A fixed energy rate is exactly what it says on the tin: it fixes the price you pay for gas and electricity for a set amount of time.
Energy suppliers typically offer fixed deals that last anywhere from 12 to 24 months. Fixed rates are based on the price of energy per unit, plus the standing charge. The standing charge is the supplier’s fee for providing you with energy.
A fixed-rate tariff protects you against potential increases in energy costs. But you won’t benefit if prices fall.
Also, fixed rates might only apply to the price of energy per unit. If the supplier’s standing charge goes up, your bill will too.
Shopping around and comparing fixed-rate tariffs from different suppliers is the best way to find a great deal on energy.
When your fixed energy deal is up, chances are you’ll be automatically moved to the supplier’s standard variable tariff (SVT).
SVTs are usually more expensive than fixed-rate tariffs. Make a note of when your fixed energy deal comes to an end and switch before this happens. Do your research and shop around for the best deal.
A supplier could charge an exit fee if you decide to leave a deal early. But you don’t pay if you leave within 49 days of the deal ending – this is known as the ‘switching window’.
Energy rates might have risen during your fixed energy deal. In this case, the jump in price may seem high.
But remind yourself that energy prices would have risen anyway. So, you would have saved money during your fixed energy deal.
As we mentioned, you might need to pay an exit fee if you want to leave your fixed energy deal early. The exit fee is sometimes known as a cancellation or termination fee.
Not all suppliers charge this, so it’s worth finding out before you sign up. And you could switch within 49 days of your contract ending without paying a fee.
Also, if you happen to find a better deal shortly after taking out a fixed energy deal, you could still switch without paying. Suppliers have to offer a 14-day cooling-off period, giving energy customers the right to change their mind without being penalised.
Fixing can be a gamble. You could end up locked in a deal charging a premium for energy (though you could pay a fee to exit and switch). But fixed-rate tariffs tend to be more affordable than SVTs. They can also be a great idea when the market is volatile and prices are going up and down.
A good sign of when to fix is when good deals start disappearing from the market.

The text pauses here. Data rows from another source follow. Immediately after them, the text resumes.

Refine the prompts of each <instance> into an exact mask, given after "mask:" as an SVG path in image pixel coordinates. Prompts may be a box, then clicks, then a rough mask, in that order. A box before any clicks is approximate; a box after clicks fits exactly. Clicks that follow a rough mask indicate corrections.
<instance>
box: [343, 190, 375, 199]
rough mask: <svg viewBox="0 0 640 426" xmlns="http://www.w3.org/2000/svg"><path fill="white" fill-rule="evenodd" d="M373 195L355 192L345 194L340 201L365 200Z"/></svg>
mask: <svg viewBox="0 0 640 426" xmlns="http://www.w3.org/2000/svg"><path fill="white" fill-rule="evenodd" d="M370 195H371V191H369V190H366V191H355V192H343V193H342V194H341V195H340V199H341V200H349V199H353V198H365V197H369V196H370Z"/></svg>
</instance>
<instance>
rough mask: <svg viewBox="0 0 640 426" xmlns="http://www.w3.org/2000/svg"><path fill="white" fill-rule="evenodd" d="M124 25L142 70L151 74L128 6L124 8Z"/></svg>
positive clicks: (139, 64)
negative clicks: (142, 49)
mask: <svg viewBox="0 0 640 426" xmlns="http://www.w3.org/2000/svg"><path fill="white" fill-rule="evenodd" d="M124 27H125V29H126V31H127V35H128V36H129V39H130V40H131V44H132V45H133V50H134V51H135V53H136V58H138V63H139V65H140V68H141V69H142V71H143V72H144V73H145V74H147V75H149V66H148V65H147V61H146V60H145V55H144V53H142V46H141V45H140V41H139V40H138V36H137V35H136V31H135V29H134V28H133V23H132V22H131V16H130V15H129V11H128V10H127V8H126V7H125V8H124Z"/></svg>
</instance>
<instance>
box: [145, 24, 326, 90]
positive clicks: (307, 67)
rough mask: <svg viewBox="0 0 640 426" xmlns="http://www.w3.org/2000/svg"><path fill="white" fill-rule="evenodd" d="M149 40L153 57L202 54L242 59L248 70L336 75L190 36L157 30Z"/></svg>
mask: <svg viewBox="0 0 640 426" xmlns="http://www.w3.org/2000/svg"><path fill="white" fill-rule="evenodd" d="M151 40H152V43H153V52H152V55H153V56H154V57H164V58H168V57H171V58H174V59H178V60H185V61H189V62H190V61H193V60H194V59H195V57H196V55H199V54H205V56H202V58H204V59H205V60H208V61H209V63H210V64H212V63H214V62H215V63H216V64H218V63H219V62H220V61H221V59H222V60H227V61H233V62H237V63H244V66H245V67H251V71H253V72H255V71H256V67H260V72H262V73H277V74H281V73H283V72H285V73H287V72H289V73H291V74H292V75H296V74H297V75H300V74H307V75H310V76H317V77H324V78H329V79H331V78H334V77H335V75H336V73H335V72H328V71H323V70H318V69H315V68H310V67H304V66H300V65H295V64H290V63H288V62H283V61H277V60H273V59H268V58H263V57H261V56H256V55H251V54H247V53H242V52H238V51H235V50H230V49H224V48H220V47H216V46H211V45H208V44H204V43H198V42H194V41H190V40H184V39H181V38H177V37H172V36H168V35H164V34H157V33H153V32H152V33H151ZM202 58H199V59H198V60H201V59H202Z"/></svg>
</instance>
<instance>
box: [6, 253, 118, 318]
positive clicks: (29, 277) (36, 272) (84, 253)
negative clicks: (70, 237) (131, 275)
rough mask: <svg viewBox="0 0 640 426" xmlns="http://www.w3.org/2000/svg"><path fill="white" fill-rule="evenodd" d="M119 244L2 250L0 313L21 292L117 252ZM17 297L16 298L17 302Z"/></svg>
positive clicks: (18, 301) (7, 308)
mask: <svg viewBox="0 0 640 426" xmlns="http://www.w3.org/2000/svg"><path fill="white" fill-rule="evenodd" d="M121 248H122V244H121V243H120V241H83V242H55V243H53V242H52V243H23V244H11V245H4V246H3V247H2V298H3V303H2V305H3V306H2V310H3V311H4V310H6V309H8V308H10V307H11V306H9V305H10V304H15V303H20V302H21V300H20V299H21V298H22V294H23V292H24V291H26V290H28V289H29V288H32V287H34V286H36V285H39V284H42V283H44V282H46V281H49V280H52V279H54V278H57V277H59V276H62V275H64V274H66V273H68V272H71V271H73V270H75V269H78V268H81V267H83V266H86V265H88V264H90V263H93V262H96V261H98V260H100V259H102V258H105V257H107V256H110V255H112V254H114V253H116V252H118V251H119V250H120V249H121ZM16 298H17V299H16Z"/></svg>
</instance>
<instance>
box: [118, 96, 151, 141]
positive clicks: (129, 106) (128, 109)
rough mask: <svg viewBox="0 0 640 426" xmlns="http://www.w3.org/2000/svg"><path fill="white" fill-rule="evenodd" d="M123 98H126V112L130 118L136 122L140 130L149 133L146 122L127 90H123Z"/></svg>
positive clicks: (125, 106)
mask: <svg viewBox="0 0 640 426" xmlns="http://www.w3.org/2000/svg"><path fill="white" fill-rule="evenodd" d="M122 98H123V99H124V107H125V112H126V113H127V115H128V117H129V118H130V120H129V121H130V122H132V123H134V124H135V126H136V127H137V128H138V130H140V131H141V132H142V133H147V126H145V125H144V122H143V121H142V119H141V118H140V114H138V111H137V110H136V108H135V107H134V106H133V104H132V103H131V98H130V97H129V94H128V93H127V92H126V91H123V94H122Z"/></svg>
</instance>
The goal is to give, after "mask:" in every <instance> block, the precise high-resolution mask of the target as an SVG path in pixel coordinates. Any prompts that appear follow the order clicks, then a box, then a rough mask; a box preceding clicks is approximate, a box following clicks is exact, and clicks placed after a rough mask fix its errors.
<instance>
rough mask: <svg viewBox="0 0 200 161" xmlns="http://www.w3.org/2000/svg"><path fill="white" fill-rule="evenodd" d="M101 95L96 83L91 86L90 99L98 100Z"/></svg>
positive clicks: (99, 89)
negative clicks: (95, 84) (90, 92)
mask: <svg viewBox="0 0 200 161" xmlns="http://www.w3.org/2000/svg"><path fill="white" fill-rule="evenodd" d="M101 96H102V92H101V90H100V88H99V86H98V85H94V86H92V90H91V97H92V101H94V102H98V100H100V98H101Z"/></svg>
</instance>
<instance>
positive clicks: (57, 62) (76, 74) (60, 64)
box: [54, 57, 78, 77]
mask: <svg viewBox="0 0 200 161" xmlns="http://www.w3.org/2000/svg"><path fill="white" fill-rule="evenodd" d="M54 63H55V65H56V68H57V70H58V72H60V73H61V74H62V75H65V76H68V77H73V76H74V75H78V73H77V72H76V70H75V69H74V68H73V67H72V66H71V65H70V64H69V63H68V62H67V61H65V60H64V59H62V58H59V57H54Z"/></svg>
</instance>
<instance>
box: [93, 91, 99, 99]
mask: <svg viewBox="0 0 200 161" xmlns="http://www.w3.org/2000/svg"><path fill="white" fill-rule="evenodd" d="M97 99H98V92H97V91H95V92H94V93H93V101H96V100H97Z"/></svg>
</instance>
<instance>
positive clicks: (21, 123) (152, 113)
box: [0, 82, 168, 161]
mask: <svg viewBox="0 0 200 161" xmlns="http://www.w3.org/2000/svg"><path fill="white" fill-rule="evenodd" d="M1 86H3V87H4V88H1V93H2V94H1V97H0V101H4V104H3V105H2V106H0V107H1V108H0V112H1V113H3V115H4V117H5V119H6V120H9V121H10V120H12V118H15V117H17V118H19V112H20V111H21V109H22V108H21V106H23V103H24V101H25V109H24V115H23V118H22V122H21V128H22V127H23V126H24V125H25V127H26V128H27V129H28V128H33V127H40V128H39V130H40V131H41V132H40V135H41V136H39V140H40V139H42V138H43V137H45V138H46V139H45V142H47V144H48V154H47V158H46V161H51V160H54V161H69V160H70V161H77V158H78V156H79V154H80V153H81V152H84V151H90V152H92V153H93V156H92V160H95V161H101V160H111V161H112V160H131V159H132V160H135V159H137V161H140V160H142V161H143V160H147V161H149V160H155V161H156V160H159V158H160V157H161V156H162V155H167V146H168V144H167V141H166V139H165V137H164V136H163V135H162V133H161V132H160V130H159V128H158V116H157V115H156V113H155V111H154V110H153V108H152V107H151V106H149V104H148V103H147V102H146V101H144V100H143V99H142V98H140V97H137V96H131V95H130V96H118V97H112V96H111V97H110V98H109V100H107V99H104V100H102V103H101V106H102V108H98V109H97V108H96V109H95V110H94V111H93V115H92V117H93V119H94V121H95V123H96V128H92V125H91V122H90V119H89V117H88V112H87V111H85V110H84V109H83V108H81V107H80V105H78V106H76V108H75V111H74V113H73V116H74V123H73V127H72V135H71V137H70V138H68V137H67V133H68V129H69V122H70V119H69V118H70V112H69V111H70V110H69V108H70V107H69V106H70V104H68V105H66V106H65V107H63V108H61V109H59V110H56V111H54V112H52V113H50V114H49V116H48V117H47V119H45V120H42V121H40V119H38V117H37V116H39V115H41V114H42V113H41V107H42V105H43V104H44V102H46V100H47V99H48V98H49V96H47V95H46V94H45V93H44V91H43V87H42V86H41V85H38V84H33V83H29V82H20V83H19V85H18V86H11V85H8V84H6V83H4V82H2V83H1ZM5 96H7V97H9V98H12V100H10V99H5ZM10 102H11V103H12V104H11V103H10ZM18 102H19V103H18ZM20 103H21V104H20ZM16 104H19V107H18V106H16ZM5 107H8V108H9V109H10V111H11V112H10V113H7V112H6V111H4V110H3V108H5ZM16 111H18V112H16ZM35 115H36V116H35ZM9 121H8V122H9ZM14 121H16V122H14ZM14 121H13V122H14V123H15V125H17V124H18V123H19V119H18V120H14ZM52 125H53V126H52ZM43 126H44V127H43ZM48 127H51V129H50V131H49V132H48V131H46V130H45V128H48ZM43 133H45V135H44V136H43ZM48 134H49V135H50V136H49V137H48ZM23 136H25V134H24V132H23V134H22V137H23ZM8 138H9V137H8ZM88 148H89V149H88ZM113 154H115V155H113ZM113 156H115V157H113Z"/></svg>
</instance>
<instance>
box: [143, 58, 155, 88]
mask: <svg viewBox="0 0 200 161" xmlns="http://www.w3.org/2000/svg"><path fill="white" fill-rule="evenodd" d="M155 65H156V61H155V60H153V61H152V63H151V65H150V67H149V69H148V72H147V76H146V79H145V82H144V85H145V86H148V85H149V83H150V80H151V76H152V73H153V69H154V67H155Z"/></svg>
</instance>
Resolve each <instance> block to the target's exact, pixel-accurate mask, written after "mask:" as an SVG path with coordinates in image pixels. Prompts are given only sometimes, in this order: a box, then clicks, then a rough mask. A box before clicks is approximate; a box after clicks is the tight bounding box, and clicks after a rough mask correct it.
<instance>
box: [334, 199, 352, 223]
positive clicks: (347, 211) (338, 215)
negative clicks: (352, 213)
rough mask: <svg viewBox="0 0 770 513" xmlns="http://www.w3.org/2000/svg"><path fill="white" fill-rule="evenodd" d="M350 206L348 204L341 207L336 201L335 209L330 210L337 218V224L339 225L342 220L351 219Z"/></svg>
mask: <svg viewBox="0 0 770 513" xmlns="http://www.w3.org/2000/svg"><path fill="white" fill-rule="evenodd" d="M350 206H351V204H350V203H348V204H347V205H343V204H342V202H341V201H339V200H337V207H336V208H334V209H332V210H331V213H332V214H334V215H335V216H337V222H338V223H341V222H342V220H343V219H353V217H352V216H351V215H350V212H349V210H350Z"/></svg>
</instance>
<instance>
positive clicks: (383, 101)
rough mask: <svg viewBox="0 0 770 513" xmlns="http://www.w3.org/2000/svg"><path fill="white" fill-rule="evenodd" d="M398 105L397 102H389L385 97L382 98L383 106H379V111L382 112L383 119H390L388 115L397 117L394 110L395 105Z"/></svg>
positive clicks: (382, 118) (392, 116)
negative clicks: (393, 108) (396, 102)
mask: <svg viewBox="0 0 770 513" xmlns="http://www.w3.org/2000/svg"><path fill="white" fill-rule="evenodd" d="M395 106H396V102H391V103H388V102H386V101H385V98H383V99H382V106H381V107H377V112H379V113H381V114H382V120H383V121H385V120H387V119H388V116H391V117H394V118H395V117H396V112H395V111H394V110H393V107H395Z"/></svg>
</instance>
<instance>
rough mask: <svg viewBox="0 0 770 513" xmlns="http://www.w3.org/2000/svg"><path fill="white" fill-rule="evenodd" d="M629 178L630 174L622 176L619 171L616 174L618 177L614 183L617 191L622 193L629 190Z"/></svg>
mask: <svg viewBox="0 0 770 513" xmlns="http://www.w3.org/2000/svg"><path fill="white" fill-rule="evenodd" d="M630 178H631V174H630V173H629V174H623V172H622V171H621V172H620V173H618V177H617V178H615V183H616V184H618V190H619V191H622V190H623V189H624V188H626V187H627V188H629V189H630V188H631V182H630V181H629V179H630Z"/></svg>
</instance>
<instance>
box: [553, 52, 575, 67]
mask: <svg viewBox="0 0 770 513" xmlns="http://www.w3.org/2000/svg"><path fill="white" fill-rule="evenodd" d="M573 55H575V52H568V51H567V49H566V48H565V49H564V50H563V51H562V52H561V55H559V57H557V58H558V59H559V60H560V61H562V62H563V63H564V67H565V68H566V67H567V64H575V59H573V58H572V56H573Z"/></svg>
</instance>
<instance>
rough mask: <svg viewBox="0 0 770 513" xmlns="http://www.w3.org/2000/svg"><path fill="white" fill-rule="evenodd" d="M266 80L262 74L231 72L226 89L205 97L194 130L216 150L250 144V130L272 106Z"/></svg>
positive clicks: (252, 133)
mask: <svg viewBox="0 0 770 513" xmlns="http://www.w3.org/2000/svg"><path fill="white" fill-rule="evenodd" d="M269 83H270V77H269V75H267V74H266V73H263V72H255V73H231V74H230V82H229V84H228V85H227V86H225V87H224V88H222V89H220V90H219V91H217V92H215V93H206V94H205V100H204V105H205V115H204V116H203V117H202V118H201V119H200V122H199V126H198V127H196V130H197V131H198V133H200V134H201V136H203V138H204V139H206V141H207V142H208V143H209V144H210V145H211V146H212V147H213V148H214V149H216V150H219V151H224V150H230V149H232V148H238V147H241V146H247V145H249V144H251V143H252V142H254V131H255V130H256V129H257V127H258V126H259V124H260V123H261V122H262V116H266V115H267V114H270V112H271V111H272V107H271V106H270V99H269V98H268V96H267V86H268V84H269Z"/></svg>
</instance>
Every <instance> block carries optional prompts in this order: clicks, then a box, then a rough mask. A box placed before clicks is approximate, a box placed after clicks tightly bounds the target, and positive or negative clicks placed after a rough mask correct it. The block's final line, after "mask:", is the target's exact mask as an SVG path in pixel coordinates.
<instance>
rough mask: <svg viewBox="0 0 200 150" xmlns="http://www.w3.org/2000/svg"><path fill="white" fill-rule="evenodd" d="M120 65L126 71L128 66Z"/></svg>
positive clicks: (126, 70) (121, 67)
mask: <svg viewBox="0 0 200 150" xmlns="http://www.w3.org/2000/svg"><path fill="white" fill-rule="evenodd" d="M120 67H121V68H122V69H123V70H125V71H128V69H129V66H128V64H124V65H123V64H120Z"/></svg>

This is usually around wintertime, when the wholesale price of energy rises with demand.
When searching for fixed deals, don’t just compare tariffs from the ‘big six’ suppliers. You might find a better tariff with a smaller supplier. Smaller providers are often praised for their excellent customer service, too.
The price you end up paying for energy depends on a whole host of factors. These include where you live, how much energy you use, and how you choose to pay your bills. All this means there’s no ‘one size fits all’ tariff – you need to look for the deal most suited to you.